The NFL argued that the 22-minute show on the making of the 2006 Madden game — which aired eight times on the NFL Network just before the game's release — was an artistic endeavor protected by the First Amendment.
But the 3rd U.S. Circuit Court of Appeals, in a 60-page ruling, called the program a clearly commercial work akin to an infomercial.
The case now appears headed for trial.
"It's now fourth and long and the clock is running out on the NFL," said lawyer Paul Lauricella, who represents John "Jack" Facenda Jr., a retired poverty-program worker who lives on a farm in northeastern Pennsylvania.

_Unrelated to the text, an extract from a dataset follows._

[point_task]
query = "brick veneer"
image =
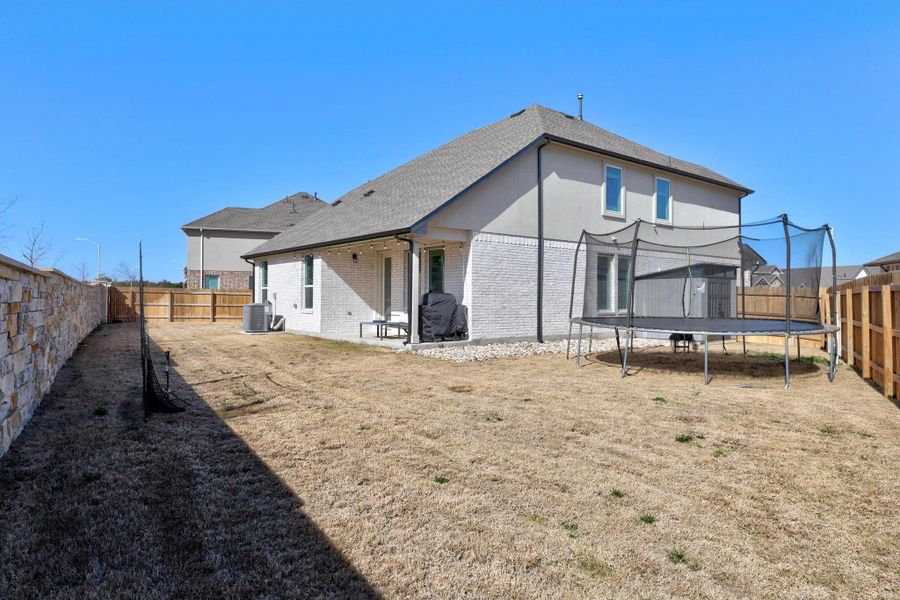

The son has fiercely protected his father's wishes, and settled a similar suit against the Campbell's Soup Co., which used a Facenda-sound-alike in radio and television ads.
The 3rd Circuit also rejected the league's argument that its copyright of the Facenda recordings trumps state contract law.
However, in its Sept. 9 opinion Facenda v. NFL Films, Inc., the appeals court granted the NFL a partial victory on the issue, reversing the lower court finding that there was a likelihood of confusion about whether Facenda was endorsing the game and leaving the question for jurors.
The 22-minute program includes three lines from Facenda that last a combined 13 seconds.
The NFL, in a one-sentence statement, said it looked forward to trial.
"We are pleased that the summary judgment was reversed and that we now have an opportunity to present the facts at trial," the NFL said.
Facenda, who died in 1984, was a prominent Philadelphia TV anchorman whose deep tone was dubbed the "voice of God." He was the voice of NFL Films for two decades.